スクリーニング時に脳転移ありの患者28例のRECISTに基づく客観的奏効率(ORR)(CNS病変及び非CNS病変の両方を考慮に入れる)は64.3%(18/28例、95%CI:45.8-79.3)、脳転移なしの患者47例のORRは74.5%(35/47例、95%CI:60.5-84.7)でした。

ヘルネクシオス®との因果関係ありと判断された有害事象は75例中73例(97.3%)に認められました。
主な有害事象は下痢(54.7%)、AST増加(24.0%)、発疹(22.7%)、ALT増加(21.3%)などでした。

ヘルネクシオス®との因果関係ありと判断された重篤な有害事象は3例(4.0%)に認められ、ALT増加、AST増加が報告されました。
ヘルネクシオス®との因果関係ありと判断された死亡に至った有害事象は報告がありませんでした。
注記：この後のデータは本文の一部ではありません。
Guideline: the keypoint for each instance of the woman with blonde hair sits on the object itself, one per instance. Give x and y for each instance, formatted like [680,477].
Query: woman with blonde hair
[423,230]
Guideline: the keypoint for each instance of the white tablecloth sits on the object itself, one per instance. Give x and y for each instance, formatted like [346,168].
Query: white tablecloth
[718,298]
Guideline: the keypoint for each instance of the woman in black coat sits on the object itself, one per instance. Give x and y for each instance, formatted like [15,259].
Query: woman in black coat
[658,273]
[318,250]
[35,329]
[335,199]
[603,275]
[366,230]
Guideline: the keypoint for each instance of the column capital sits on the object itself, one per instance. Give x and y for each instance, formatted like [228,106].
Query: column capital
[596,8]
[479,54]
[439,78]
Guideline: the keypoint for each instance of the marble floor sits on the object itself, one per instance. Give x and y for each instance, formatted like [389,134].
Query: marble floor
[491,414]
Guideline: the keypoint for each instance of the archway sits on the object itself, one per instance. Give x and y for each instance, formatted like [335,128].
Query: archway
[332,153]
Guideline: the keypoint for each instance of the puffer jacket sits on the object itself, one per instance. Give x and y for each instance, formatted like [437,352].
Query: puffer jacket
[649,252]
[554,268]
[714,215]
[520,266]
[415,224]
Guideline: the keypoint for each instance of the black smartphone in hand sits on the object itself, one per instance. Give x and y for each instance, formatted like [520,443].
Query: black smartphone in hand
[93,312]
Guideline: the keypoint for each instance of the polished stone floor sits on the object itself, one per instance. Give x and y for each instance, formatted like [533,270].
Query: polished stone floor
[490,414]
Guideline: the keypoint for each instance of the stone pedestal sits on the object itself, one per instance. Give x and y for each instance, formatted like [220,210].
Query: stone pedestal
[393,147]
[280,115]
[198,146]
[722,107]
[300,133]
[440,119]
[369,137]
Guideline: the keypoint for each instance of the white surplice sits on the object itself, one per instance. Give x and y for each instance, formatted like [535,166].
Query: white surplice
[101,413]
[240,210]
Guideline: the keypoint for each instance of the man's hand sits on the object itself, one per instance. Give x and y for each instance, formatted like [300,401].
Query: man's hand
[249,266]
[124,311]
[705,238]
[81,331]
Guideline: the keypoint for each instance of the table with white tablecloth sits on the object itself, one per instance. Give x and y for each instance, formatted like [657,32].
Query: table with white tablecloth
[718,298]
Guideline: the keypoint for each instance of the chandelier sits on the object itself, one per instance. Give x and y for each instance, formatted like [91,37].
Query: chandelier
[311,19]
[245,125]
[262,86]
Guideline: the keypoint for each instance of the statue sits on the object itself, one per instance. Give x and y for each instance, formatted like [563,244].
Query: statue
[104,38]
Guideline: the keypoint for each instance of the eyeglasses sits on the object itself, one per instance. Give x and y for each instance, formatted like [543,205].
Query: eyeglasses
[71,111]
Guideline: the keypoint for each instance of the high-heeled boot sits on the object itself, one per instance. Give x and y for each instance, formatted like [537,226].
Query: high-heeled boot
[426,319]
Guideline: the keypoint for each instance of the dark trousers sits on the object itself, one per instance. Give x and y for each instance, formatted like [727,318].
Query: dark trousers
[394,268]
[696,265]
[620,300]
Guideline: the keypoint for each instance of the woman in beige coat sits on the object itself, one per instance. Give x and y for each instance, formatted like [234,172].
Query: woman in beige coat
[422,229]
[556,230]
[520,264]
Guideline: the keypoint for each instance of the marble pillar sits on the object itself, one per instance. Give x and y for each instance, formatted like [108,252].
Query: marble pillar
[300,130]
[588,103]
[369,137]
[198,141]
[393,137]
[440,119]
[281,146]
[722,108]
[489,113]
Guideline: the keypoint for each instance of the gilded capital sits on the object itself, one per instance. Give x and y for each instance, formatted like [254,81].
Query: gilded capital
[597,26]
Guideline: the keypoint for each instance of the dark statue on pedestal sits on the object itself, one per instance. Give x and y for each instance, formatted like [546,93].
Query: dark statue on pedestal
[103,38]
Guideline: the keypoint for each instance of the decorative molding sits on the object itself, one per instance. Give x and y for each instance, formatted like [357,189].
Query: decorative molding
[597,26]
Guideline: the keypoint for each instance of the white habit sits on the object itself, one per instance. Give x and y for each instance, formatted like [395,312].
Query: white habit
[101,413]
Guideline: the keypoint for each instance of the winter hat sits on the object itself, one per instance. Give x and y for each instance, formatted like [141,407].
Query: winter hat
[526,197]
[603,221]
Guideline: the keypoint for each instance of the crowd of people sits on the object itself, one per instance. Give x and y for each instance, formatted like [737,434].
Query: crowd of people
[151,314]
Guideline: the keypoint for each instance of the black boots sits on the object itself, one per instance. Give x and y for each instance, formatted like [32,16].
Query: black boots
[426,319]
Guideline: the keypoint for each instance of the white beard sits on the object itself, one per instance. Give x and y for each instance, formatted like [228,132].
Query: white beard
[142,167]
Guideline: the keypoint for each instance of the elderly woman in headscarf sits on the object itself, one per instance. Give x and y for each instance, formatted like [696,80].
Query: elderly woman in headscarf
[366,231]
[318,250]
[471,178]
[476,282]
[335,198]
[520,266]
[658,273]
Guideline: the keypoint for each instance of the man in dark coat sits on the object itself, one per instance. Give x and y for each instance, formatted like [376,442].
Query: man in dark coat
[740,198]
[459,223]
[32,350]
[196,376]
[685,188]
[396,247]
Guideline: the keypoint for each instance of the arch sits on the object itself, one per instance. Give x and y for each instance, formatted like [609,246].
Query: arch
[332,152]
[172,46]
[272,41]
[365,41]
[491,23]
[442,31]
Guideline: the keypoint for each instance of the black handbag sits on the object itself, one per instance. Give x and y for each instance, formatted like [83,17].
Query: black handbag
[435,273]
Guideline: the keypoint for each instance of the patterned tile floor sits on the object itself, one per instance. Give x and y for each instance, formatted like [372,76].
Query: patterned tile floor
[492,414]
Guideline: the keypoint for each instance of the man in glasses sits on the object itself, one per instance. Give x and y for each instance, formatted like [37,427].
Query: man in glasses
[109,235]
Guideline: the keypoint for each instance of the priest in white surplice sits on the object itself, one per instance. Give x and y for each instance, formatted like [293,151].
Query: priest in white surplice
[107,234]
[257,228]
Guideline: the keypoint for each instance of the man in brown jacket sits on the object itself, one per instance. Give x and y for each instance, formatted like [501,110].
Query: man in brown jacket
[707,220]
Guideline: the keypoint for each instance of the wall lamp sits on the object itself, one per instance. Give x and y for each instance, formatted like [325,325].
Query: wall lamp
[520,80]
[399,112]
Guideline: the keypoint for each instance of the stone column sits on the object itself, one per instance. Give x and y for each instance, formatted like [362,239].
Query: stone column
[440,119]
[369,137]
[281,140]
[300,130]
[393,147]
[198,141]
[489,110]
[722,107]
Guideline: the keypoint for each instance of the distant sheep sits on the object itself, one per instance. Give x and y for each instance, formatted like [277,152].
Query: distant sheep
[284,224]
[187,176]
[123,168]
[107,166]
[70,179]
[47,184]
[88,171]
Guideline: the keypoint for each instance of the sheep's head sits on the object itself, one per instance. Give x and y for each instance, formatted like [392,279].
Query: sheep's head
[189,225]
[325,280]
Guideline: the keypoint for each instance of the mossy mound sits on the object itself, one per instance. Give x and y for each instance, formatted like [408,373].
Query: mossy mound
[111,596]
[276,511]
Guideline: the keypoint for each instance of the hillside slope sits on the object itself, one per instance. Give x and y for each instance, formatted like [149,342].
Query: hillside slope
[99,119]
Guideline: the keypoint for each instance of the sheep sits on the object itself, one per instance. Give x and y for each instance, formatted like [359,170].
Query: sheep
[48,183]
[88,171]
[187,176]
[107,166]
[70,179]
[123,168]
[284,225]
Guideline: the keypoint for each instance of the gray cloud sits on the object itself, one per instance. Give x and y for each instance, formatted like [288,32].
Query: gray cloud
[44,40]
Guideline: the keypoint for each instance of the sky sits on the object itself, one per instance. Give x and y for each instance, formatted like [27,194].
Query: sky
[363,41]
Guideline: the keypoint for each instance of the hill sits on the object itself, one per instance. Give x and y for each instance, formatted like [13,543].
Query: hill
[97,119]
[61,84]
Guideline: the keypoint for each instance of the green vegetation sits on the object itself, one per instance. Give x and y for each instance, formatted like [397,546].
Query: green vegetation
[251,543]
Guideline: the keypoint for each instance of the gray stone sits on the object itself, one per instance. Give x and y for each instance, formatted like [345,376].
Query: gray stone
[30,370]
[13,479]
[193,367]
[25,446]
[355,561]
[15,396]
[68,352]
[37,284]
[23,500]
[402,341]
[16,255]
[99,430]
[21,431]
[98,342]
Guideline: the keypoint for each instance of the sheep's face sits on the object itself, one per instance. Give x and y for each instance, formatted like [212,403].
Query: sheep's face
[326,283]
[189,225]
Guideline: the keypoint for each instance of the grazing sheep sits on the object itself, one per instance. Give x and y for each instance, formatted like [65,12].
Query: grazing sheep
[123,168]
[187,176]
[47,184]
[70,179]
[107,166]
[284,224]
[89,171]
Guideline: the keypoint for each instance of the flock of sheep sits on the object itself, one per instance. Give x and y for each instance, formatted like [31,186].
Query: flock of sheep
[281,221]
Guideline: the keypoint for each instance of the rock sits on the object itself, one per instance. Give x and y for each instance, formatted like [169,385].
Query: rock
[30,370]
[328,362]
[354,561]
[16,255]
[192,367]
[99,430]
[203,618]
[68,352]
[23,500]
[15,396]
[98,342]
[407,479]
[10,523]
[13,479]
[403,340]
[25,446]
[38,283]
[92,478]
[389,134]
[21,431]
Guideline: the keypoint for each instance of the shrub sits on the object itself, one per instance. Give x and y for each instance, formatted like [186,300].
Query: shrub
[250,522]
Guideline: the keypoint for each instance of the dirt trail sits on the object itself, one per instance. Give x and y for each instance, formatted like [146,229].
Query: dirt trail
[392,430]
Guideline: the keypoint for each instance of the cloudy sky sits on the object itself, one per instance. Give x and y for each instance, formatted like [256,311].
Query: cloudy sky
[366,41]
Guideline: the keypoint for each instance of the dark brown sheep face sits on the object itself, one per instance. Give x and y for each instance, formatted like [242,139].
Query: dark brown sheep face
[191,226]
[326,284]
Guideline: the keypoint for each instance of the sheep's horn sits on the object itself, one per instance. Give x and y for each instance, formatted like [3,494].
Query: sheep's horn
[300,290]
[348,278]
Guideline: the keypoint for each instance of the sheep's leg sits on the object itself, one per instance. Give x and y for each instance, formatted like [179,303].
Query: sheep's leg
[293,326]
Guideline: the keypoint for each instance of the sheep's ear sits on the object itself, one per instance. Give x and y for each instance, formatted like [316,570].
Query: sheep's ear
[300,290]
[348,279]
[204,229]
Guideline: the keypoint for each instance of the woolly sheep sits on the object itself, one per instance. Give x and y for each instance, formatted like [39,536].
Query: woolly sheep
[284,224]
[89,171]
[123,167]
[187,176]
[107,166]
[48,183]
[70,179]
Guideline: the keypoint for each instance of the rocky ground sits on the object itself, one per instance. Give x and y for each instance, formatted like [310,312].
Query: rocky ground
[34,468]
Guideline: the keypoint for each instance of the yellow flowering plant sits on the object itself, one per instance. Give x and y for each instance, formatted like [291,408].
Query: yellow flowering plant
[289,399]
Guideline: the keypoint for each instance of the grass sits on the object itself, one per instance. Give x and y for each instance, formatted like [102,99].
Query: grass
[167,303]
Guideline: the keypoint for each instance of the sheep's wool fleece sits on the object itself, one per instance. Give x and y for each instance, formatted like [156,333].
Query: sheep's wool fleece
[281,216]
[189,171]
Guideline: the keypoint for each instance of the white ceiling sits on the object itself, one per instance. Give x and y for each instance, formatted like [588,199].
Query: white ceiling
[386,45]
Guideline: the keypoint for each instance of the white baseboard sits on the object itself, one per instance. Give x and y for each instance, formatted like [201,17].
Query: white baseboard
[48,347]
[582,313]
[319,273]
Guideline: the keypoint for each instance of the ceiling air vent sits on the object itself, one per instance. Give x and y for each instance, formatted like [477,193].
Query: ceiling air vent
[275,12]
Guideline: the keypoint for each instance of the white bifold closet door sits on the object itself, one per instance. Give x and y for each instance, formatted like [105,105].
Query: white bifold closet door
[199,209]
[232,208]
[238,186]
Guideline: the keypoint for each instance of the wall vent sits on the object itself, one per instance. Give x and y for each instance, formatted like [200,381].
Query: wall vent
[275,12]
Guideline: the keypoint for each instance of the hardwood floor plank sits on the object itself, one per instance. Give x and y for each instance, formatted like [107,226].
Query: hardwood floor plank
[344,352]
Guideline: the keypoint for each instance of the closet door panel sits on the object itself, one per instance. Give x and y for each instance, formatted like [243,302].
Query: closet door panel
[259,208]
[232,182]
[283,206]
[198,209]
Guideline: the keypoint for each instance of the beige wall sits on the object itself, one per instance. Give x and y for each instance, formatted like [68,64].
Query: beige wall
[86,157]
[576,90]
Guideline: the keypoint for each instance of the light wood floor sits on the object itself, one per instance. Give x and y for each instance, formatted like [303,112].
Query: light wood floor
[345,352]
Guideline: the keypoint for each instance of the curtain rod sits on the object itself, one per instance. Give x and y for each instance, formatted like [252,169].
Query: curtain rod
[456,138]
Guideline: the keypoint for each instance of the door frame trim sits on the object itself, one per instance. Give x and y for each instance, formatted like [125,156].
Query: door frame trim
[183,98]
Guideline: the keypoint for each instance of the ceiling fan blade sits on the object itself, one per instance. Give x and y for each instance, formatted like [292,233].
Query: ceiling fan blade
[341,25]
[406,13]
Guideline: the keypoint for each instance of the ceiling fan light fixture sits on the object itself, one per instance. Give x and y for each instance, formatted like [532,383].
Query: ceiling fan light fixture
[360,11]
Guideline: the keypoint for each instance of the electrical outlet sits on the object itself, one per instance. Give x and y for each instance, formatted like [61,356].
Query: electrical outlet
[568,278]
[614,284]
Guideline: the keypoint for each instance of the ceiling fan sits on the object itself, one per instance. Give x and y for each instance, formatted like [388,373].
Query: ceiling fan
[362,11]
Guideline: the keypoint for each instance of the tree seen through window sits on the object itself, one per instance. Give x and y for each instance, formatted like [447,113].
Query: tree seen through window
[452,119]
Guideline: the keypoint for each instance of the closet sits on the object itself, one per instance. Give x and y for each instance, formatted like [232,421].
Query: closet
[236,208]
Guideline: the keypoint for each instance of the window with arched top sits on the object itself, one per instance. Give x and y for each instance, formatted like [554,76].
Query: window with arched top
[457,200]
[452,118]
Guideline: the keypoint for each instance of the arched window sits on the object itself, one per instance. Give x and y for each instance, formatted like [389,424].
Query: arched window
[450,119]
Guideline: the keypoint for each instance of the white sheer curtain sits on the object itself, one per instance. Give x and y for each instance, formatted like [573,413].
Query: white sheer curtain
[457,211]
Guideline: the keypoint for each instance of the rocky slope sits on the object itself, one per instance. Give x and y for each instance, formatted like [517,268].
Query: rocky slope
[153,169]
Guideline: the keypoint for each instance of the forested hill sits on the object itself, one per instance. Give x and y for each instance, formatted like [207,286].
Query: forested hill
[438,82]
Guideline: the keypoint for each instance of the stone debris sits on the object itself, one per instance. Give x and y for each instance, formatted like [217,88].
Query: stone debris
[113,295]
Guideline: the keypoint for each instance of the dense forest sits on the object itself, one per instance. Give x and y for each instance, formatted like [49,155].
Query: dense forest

中止に至った有害事象は2例(2.7%)に認められ、ALT増加、AST増加、血中ALP増加、GGT増加及び発熱が報告されました。
休薬に至った有害事象は25例(33.3%)に認められ、2例以上にみられた有害事象はAST増加、駆出率減少、発疹、ALT増加及び嘔吐が報告されました。
減量に至った有害事象は5例(6.7%)に認められ、AST増加、ALT増加、好中球数減少、血中クレアチンホスホキナーゼ増加、GGT増加、高トランスアミナーゼ血症及び薬物性肝障害の疑いが報告されました。 

【上月先生のお⾔葉】

脳転移に対しては、定位放射線照射(SRSなど)や全脳照射、外科治療といった局所療法が治療の基本となります。肺癌診療ガイドライン2025年版では、脳転移の個数、症状の有無にかかわらず、放射線治療(定位放射線照射、全脳照射)が推奨されていますが、無症候性の場合には薬物療法も推奨されており、これらは脳転移巣のサイズ・個数・部位、医療状況などをもとに放射線腫瘍医と十分検討のうえで判断されるべきと記載されています7)
ドライバー遺伝子変異/転座陽性例の薬物療法においては、適切な分子標的療法を選択することが重要です。Beamion LUNG-1試験の第Ib相の結果から、ヘルネクシオス®は脳転移症例に対する治療選択肢の一つとして期待されます。
本コンテンツが、先生方の日常診療における治療方針決定の一助となれば幸いです。